Alla fin fine gettò via la clamide imperiale, per sottrarsi all'attenzione dei nemici; piú volte, tra il rimbombo delle artiglierie, tra i fremiti del vincitore e i lamenti del vinto, alzò questo grido, volgendosi a' proprii soldati:
— E non vi sarà alcuno che per pietà mi tolga la vita?

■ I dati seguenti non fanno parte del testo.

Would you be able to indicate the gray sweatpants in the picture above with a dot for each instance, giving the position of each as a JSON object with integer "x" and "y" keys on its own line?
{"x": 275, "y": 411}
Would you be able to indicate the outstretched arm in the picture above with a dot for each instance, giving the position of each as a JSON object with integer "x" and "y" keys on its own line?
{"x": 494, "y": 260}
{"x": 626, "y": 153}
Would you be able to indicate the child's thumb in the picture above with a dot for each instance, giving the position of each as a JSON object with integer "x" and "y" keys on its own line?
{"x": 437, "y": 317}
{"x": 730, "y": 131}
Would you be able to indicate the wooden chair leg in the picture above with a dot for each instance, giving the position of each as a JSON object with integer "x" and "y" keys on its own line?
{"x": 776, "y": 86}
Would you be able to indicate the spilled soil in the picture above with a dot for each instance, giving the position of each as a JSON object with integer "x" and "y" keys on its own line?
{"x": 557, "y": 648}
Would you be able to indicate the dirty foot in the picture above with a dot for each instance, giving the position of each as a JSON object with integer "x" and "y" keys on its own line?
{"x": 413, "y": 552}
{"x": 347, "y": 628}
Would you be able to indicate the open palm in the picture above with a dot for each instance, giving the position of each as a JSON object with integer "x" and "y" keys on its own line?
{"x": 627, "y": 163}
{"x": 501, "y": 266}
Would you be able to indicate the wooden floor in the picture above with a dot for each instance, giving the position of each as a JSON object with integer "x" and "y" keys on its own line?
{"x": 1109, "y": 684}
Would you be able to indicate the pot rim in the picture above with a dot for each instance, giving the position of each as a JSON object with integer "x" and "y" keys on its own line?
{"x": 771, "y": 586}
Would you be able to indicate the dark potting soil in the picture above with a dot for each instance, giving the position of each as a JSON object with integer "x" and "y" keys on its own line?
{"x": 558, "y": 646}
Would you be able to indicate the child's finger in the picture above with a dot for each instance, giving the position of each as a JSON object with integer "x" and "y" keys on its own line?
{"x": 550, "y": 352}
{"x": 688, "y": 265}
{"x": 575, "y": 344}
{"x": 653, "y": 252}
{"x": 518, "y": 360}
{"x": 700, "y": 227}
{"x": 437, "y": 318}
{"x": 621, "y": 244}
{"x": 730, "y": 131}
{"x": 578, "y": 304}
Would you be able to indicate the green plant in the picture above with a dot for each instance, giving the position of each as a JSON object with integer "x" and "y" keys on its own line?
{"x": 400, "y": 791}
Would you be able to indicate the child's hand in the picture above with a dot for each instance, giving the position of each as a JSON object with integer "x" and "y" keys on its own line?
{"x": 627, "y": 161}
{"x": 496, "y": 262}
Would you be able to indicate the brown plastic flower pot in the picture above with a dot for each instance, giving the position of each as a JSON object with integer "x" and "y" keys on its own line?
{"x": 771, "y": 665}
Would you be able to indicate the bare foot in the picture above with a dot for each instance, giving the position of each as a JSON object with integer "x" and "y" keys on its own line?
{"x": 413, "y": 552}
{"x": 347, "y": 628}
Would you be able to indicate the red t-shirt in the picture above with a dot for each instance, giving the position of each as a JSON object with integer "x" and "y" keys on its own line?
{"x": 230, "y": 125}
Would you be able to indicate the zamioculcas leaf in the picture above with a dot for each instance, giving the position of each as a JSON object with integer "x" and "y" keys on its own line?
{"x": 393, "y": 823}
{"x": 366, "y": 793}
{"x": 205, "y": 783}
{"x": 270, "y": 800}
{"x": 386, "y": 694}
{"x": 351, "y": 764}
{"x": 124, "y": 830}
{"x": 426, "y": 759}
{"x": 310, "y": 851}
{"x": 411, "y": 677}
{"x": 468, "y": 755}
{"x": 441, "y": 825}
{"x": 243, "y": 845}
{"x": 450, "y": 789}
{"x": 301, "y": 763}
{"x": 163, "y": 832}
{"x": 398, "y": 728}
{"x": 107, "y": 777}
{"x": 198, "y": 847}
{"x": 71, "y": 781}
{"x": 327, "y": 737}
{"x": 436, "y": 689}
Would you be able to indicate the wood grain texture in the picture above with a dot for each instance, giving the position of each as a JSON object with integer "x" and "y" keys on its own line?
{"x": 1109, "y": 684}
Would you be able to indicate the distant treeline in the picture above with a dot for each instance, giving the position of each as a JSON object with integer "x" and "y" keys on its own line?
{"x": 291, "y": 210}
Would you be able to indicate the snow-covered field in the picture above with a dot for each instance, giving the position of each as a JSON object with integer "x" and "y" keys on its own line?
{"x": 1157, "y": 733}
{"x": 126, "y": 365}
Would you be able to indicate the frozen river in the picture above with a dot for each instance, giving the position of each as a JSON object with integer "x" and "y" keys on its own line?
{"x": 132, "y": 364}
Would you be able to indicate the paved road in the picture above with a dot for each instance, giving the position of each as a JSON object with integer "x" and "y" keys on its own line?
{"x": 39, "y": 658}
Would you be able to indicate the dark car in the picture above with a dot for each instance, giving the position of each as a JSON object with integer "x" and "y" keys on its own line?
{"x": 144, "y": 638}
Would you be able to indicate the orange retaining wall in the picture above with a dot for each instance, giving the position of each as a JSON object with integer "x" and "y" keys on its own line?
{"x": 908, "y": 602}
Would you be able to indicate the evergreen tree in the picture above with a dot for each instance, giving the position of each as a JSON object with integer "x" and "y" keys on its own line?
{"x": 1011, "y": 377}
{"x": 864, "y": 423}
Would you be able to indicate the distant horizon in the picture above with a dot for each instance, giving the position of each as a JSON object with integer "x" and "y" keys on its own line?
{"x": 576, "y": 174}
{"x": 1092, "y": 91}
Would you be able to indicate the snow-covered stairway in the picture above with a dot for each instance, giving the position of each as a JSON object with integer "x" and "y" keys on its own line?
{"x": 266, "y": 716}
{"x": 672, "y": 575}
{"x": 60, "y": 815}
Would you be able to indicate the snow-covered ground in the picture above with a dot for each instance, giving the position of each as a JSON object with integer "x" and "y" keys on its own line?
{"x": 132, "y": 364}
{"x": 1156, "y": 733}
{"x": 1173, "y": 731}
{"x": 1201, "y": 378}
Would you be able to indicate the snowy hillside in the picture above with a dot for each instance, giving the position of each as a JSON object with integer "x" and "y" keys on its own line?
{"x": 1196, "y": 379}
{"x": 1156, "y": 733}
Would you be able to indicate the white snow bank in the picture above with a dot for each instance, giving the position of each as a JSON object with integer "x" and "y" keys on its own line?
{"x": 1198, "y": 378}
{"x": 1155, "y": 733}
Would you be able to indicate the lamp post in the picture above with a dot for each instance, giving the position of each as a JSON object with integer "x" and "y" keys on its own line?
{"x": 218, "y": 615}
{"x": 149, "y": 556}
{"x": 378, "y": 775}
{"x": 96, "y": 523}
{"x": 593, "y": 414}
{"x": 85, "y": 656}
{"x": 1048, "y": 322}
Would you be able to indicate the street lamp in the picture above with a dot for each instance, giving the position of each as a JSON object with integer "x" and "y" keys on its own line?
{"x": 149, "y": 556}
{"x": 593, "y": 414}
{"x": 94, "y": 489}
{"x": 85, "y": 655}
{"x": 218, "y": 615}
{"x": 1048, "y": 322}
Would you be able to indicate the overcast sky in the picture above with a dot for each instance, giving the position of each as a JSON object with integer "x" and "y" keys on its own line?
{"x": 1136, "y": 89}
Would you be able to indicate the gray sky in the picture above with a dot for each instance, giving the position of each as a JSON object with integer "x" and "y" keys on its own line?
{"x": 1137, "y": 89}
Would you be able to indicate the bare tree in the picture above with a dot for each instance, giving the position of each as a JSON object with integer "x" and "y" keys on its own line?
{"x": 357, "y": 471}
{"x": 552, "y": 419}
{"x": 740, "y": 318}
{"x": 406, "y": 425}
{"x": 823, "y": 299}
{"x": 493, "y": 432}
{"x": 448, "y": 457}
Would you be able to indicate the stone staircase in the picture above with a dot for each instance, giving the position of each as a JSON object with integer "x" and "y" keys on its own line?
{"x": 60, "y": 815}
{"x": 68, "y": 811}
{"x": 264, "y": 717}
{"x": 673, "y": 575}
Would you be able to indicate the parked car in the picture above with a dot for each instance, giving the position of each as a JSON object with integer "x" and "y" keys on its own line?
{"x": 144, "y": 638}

E, pronunciate queste estreme parole, spronò il cavallo nel piú denso dei nemici.
II
Sono le due ore dopo la mezzanotte; ogni resistenza è cessata; Costantinopoli è in potere dei Mussulmani che vi entrarono contemporaneamente da Porta Fanaria e da Porta San Romano. Ora come descrivere i lutti, la fuga, la disperazione degli abitanti? I fuggitivi dai bastioni, dice un illustre storico, abbandonando la difesa della patria e la propria, feriti, coperti del loro sangue e dell'ottomano, tornavano in cerca delle mogli e dei figli, e trovavano deserta la casa, sendosi la popolazione di Costantinopoli ricoverata nei templi, e a preferenza in quello di Santa Sofia, ove confusi stavano e ristretti monaci e religiose, madri di famiglia, donzelle, fanciulli, vecchi, e lo stuolo dei vili che avean sempre scansato di combattere. Anche le porte di quel santo asilo furono atterrate. Oh quale lagrimevole spettacolo si offerse allora agli sguardi! Imprecavano afflitte madri, gridavano sbigottiti i fanciulli; fremeva natura violata ne' suoi affetti piú cari. Ma non per questo si scosse l'avaro ottomano, ebbro della vittoria. Gioventù, bellezza, o credute ricchezze nei vinti, moveano sole la scelta che fatta avrebbero le mani sanguinose dei vincitori in mezzo a quel cumulo di creature umane, divenuto lor preda per diritto di guerra, e perché il loro padrone assentì.